Review Questions
----------------------
IMPORTANT: Please note that there is no guarantee that the questions in the final will be anything like the review questions. These questions are just a sampling of the material and should NOT be considered a substitute for going through the lectures and the textbook.
n-gram language model
=====================
-- Why are language models useful in NLP? What are some NLP applications that use n-gram LMs?
-- What is the operative assumption that allows us to build n-gram LMs?
-- How would you compute the maximum likelihood estimate for the bigram probability P(w1,w2)?
-- What are the two problems associated with scaling n-gram language models to higher n?
-- Why is smoothing necessary? Why is it also called discounting?
-- Is Laplace's law an effective smoothing technique? Why/Why not?
-- Derive the expression for the bigram conditional probability under Laplace's law P_LAP(w2|w1).
-- Prove that Good-Turing is actually performing discounting (not a formal proof, just an intuitive one).
-- Given a corpus with N tokens, V types, B unique bigrams and the (r,Nr) distribution from the example in the lecture slides (second slide on page 30 in the pdf), explain how you would go about performing Good-Turing discounting.

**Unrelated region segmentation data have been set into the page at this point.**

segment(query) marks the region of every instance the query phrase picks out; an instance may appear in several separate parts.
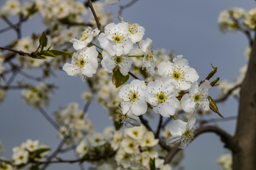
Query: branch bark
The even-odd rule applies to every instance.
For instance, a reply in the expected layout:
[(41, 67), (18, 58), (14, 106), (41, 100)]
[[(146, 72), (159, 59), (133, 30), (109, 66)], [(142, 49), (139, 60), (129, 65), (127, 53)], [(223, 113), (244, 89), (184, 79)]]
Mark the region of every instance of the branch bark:
[[(205, 126), (197, 129), (196, 131), (196, 134), (195, 135), (195, 139), (203, 133), (213, 132), (220, 137), (222, 142), (225, 143), (225, 147), (230, 149), (233, 152), (236, 152), (239, 149), (238, 140), (234, 137), (231, 136), (230, 134), (217, 126)], [(178, 143), (174, 147), (171, 147), (170, 152), (165, 159), (164, 164), (169, 164), (171, 162), (176, 154), (177, 154), (180, 150), (180, 149), (178, 149), (179, 145), (180, 144)]]
[(241, 86), (238, 125), (235, 137), (241, 149), (233, 154), (233, 170), (256, 169), (256, 34)]

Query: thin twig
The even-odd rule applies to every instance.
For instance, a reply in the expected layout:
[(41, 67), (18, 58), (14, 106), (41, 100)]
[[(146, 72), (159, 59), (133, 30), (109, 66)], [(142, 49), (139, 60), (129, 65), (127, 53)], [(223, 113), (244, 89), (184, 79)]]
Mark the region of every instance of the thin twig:
[(163, 117), (161, 115), (159, 115), (159, 116), (160, 116), (159, 123), (157, 130), (156, 130), (156, 135), (155, 135), (155, 138), (156, 138), (156, 139), (159, 138), (159, 133), (160, 133), (161, 126), (161, 124), (162, 124), (162, 122), (163, 122)]
[(137, 1), (138, 1), (139, 0), (132, 0), (132, 1), (130, 1), (129, 3), (128, 3), (126, 5), (124, 6), (119, 6), (119, 10), (118, 11), (118, 15), (122, 16), (122, 11), (125, 8), (127, 8), (129, 7), (130, 7), (131, 6), (132, 6), (133, 4), (134, 4)]
[(236, 85), (235, 86), (234, 86), (233, 88), (232, 88), (231, 89), (230, 89), (228, 93), (222, 98), (218, 98), (218, 99), (215, 99), (214, 100), (215, 103), (218, 103), (218, 102), (222, 102), (222, 101), (224, 101), (225, 99), (228, 98), (228, 97), (232, 94), (232, 92), (237, 89), (238, 88), (240, 87), (242, 85), (242, 83), (241, 84), (238, 84), (238, 85)]
[(37, 107), (40, 113), (45, 117), (45, 118), (57, 130), (58, 132), (60, 130), (60, 126), (55, 123), (52, 118), (50, 118), (47, 113), (45, 111), (45, 110), (41, 107), (38, 106)]
[(100, 23), (99, 21), (99, 19), (98, 19), (97, 15), (96, 15), (95, 11), (93, 8), (92, 1), (88, 0), (88, 2), (89, 2), (89, 7), (91, 9), (91, 11), (92, 12), (92, 14), (93, 14), (93, 16), (94, 16), (94, 18), (95, 19), (95, 21), (96, 21), (96, 23), (97, 23), (97, 27), (99, 29), (99, 30), (100, 31)]

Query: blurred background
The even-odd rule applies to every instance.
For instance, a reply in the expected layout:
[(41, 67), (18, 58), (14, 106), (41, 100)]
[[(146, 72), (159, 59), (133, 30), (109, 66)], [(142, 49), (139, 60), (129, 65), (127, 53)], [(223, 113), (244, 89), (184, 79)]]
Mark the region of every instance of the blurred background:
[[(6, 1), (0, 0), (0, 6)], [(115, 5), (105, 7), (113, 15), (114, 22), (117, 23), (117, 14), (119, 5), (129, 2), (121, 0)], [(199, 80), (203, 79), (212, 71), (210, 64), (218, 67), (215, 76), (220, 80), (233, 82), (240, 74), (240, 68), (246, 64), (244, 56), (248, 40), (240, 32), (222, 33), (218, 26), (218, 18), (221, 11), (232, 7), (240, 7), (248, 11), (255, 7), (252, 0), (225, 1), (154, 1), (139, 0), (133, 6), (123, 11), (124, 21), (137, 23), (145, 28), (143, 40), (150, 38), (153, 40), (153, 50), (164, 48), (176, 55), (183, 55), (188, 60), (189, 65), (196, 69)], [(90, 10), (88, 8), (88, 10)], [(18, 17), (10, 19), (16, 23)], [(85, 21), (86, 22), (86, 21)], [(0, 30), (8, 25), (0, 20)], [(32, 33), (41, 33), (45, 30), (42, 18), (38, 14), (22, 26), (22, 37), (31, 36)], [(0, 34), (0, 47), (9, 44), (16, 38), (13, 30)], [(41, 75), (41, 72), (26, 69), (27, 73)], [(55, 77), (46, 81), (59, 88), (51, 94), (46, 112), (53, 118), (53, 113), (68, 103), (76, 102), (79, 108), (85, 105), (81, 94), (88, 90), (87, 84), (78, 77), (69, 76), (61, 70), (55, 72)], [(16, 80), (21, 78), (17, 76)], [(133, 78), (131, 77), (131, 79)], [(199, 81), (198, 80), (198, 81)], [(209, 93), (212, 98), (218, 98), (218, 87), (213, 88)], [(236, 115), (238, 102), (230, 98), (224, 103), (218, 104), (224, 117)], [(112, 126), (112, 121), (107, 117), (108, 111), (93, 102), (88, 110), (88, 118), (94, 125), (95, 130), (102, 132), (105, 128)], [(203, 119), (219, 118), (212, 113)], [(200, 118), (199, 118), (200, 119)], [(150, 120), (153, 128), (156, 128), (159, 118)], [(236, 120), (212, 123), (222, 128), (231, 135), (235, 133)], [(27, 139), (38, 140), (50, 148), (56, 148), (60, 142), (56, 130), (36, 109), (23, 101), (21, 90), (9, 90), (4, 101), (0, 103), (0, 140), (4, 146), (1, 157), (11, 159), (12, 148), (19, 146)], [(218, 169), (216, 160), (228, 152), (223, 148), (218, 136), (213, 133), (201, 135), (184, 149), (184, 158), (181, 166), (185, 169)], [(70, 152), (63, 158), (74, 157)], [(53, 164), (48, 169), (79, 169), (77, 164)]]

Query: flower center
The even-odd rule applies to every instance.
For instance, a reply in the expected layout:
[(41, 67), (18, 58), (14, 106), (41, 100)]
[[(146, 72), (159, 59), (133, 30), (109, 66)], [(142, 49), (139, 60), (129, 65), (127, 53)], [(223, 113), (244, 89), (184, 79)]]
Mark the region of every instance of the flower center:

-- Is it ok to use the MLE P(w1) as the denominator when computing P_GT(w2|w1)? Why/Why not?
-- Is it a good idea to perform Good-Turing discounting uniformly,i.e., for all r? If not, what possible alternatives do we have?
-- What is the difference between interpolation and backoff (in the context of LMs)?
-- Can I perform backoff with regular MLEs of n-gram probabilities or do I need to do discounting first?
-- Does Katz Backoff yield well-formed probability estimates?
-- What are grammatical zeros? Can Katz Backoff deal with genuine grammatical zeros?
-- What is the other disadvantage of Katz Backoff?
-- Is the unigram model P_{cont} in Kneser Ney smoothing different from a regular MLE unigram model? If so, how? Why is it useful?
-- What is the difference between closed vocabulary and open vocabulary language modeling?
-- What is perplexity? Why is it an appropriate measure for evaluating LMs? Intuitively, can you say if perplexity differs significantly from entropy?
-- Why do closed vocabulary scenarios lead to lower perplexities?
-- Why would testing a newswire-trained LM on blogs yield higher perplexities?
WSD questions
============
-- What is the difference between homonymy and polysemy?
-- What is a synset?
-- What do the edges in WordNet represent?
-- What are hypernyms?
-- What are meronyms?
-- What is the difference between the lexical sample task and the all-words WSD tasks?
-- What are some commonly used features in a WSD task?
-- Give example of an extrinsic evaluation of a WSD system?
-- What is Senseval/SemEval?
-- What is sense-annotated data? Why is it needed?
-- What do knowledge-lean and a knowledge-rich WSD approaches mean?
-- What are supervised, unsupervised, and semi-supervised WSD approaches?
-- Describe Lesk's WSD algorithm?
-- Describe Yarowsky's cotraining algorithm for WSD?
-- What is the difference between word sense disambiguation and word sense discrimination?
-- Give two ways in which the basic Lesk algorithm can be improved.
-- What are training and test data?
-- Why does more training data give better results?
-- What is the Naive Bayes Algorithm for WSD?
-- What is a decision list?
-- What are collocations?
-- Why is Yarowsky's algorithm appealing?
-- What are its drawbacks?
Semantic Distance
===============
-- What is the difference between semantic similarity and semantic relatedness?
-- Give examples of how semantic distance algorithms are evaluated?
-- Understand the edge-distance, Wu Palmer, Hirst--St. Onge, Resnik, and Jiang Conrath methods.
-- What is the basic idea behind distributional measures of similarity?
-- What is information content?
-- What are the differences between WordNet-based and distributional measures of similarity?
Clustering
========
-- What is text clustering?
-- How does partitional clustering work?
-- What are first-order and second-order co-occurrences?
-- What are intra-cluster and inter-cluster distances?
MT, IR, Speech
==============
For the guest lectures on MT, IR and Speech processing, we will most likely ask you very high-level questions that do not go into any significant technical detail but rather test your understanding of the basic concepts that the lectures touched on.
For example, one such question for MT might ask you to identify and briefly describe the various components of a typical phrase-based SMT system. This is something that Philip covered in great detail in the class.